Micron’s stock price movement
Micron Technology (MU) stock went on a roller coaster ride in 2013 and 2014 when DRAM prices were high. During these two years, its stock price rose 400% from $6.96 on January 1, 2013, to $34.75 on December 29, 2014.
This gain faded significantly in 2015 and the first half of 2016 as the stock fell 72% to $9.63 on May 12, 2016. During this timeframe, the DRAM market was hit by oversupply as Samsung (SSNLF) and SK Hynix increased their DRAM output levels significantly while demand fell.
Micron Technology stock regained momentum in June 2016 as the DRAM oversupply situation corrected, resulting in increasing DRAM prices. The stock’s price has doubled since June 1, 2016, and is currently trading above $26.
Analysts’ price target for Micron
Wall Street analysts have a consensus price target of $31 for Micron Technology (MU) stock, which it may achieve if it reports better-than-expected guidance for 3Q17. Analysts also have a bullish target of $45, which it can achieve if the memory market environment continues to remain favorable for Micron Technology in 2017 and 2018. If the stock achieves this target, it could reach its highest peak in its history.
Sell-side analysts’ views
Some sell-side analysts are warning that the memory industry is “late in the cycle,” which indicates that overcapacity is not far away and could push prices down. The analysts referred to the order book of semiconductor equipment vendors, which showed 27% YoY (year-over-year) growth in NAND equipment in 2016 and even stronger growth in 2017.
Historical trends show these high orders convert into new capacity in one to two years. The higher capacity overwhelms demand at some point and creates a situation of oversupply, washing away memory manufacturers’ profits.

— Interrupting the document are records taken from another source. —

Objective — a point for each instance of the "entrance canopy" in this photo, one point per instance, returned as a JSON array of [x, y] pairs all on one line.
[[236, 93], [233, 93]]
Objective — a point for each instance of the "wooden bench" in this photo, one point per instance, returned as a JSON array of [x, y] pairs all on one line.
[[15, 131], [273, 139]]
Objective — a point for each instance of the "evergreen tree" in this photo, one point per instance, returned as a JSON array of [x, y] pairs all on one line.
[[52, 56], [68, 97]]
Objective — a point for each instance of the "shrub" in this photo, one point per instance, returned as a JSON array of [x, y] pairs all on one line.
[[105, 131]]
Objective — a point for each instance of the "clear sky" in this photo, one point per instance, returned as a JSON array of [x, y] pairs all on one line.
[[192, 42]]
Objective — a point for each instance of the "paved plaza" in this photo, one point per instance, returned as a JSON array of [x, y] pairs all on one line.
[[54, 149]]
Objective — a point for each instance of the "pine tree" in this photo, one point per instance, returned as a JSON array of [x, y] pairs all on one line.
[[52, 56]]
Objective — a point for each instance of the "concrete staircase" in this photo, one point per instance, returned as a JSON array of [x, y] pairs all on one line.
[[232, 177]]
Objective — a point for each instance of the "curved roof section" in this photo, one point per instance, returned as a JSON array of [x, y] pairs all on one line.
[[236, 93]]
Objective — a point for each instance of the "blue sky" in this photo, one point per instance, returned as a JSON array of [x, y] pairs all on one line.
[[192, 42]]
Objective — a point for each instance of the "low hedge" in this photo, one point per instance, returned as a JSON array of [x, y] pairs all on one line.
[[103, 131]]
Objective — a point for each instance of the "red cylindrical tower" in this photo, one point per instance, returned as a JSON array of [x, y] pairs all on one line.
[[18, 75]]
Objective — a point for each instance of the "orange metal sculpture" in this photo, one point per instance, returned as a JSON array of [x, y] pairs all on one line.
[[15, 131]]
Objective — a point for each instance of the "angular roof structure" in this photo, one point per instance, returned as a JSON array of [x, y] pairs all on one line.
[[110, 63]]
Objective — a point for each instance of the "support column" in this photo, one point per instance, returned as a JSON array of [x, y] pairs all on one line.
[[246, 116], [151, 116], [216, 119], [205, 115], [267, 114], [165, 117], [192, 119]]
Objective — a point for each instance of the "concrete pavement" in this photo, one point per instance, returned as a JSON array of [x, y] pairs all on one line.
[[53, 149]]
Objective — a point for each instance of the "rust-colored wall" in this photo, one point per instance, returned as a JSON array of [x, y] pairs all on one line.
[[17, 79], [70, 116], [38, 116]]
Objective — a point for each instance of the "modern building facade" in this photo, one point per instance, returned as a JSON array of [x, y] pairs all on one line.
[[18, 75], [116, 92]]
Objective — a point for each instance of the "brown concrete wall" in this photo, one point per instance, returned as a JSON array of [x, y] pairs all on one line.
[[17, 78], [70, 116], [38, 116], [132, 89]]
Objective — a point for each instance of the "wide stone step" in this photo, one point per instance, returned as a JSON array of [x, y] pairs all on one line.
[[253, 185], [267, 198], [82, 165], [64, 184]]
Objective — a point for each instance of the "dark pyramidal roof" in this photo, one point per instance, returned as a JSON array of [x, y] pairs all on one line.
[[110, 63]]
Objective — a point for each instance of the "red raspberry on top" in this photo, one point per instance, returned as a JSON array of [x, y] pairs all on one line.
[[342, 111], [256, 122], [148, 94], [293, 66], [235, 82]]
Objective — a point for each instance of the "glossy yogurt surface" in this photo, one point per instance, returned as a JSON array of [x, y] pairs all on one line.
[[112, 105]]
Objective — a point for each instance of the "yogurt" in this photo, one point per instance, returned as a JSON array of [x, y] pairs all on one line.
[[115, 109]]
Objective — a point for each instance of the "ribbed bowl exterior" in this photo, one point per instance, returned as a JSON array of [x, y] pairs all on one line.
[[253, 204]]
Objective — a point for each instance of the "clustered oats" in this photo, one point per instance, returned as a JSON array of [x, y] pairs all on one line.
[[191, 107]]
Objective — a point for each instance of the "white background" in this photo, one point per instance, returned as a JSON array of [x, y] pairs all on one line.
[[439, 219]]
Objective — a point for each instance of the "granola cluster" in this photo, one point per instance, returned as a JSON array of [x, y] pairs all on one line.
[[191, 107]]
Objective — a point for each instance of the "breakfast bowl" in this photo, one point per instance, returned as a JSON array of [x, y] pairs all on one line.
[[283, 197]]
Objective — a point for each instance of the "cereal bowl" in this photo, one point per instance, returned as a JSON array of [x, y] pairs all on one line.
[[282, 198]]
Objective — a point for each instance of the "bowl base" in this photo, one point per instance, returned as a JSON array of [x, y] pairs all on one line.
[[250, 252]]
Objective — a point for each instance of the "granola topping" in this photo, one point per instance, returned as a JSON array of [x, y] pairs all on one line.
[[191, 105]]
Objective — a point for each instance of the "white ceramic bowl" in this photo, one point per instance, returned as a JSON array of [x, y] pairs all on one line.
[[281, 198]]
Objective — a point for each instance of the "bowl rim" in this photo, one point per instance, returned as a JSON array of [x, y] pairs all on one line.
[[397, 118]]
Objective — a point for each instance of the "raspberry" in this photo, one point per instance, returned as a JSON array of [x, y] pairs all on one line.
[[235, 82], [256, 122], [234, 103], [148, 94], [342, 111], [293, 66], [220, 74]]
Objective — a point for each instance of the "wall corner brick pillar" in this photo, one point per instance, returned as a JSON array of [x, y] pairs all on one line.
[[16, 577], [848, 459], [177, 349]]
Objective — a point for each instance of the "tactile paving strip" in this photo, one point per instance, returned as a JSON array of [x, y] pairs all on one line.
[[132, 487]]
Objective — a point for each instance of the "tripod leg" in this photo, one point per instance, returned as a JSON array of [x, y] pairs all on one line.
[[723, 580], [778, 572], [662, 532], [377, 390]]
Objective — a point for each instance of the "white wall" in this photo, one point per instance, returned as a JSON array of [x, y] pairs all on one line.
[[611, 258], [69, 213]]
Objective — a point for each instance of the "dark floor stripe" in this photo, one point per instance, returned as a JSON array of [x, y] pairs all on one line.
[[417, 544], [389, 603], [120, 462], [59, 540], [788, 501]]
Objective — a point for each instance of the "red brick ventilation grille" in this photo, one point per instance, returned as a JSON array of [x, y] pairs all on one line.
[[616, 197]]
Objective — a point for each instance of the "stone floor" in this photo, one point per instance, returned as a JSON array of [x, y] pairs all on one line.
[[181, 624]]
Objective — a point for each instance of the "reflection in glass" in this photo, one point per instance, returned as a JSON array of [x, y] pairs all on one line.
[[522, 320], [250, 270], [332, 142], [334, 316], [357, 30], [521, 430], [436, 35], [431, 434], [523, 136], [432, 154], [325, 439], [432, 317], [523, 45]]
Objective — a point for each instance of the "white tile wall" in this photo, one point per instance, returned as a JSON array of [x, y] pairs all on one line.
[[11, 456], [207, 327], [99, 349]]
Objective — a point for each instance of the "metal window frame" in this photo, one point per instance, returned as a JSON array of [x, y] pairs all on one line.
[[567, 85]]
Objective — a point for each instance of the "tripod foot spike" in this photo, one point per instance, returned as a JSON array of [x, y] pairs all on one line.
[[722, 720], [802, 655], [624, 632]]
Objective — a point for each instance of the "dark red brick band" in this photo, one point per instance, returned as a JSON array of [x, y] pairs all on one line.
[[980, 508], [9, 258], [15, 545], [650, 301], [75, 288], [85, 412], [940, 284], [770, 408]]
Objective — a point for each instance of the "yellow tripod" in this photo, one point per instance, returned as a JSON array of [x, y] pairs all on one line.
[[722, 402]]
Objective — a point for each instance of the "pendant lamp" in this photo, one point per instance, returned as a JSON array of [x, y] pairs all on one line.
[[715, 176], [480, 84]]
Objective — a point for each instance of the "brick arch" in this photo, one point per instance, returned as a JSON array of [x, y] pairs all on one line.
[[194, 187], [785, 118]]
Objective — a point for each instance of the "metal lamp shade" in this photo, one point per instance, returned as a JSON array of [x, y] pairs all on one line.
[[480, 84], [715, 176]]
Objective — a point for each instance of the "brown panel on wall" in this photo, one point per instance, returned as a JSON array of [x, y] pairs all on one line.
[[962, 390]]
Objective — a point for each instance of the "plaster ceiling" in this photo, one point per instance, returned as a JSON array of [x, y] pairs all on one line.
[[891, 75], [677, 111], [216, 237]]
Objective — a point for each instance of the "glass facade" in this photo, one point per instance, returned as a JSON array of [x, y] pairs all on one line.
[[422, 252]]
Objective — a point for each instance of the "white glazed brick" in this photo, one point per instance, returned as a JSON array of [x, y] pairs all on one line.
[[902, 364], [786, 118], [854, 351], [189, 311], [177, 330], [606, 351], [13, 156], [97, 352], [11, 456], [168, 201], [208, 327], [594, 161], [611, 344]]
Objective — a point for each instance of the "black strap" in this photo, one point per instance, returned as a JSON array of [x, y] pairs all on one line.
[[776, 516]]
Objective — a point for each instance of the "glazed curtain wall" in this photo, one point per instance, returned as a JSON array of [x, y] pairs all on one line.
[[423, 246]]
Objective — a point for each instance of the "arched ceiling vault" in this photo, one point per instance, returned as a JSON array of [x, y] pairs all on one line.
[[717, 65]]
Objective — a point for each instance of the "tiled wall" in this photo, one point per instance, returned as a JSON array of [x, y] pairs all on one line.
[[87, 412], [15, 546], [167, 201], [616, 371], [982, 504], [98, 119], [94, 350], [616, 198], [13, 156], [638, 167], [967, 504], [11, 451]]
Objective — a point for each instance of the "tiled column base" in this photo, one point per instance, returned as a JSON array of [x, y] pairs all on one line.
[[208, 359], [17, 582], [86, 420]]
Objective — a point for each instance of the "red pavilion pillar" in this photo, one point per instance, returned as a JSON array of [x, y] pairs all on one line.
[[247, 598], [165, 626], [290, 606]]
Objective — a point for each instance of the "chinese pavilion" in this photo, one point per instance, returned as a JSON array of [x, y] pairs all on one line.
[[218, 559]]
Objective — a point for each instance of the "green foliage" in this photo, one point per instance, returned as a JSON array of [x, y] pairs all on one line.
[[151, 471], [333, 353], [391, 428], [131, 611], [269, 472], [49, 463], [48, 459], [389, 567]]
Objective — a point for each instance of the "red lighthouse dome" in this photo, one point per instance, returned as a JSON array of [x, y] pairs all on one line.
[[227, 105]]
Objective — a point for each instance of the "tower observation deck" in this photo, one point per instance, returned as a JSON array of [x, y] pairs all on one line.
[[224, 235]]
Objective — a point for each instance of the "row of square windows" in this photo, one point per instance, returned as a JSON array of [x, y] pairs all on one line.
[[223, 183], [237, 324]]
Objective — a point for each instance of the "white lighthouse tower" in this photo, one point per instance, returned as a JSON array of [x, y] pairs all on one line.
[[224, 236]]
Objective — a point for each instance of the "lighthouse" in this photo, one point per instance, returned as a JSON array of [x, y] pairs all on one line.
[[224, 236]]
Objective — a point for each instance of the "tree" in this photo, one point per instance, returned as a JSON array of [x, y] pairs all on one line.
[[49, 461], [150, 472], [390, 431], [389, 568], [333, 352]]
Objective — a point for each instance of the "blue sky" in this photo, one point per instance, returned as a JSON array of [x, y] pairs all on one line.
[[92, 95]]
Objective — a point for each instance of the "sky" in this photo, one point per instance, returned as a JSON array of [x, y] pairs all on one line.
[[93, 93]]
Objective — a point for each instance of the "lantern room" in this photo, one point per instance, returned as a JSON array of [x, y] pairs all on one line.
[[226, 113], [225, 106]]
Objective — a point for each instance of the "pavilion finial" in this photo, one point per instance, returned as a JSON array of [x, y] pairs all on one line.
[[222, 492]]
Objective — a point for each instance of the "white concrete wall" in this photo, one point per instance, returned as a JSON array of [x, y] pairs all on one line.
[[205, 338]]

The trend is slightly different this time. A major portion of the NAND equipment orders came from Chinese (FXI) fabrication facilities, or fabs, which do not have the intellectual property. It could take these fabs years to develop 3D NAND from scratch, which would increase their production costs.
Moreover, the memory market is diversifying into various end markets. It is transitioning from commodity chips to custom chips, all of which reduce demand volatility.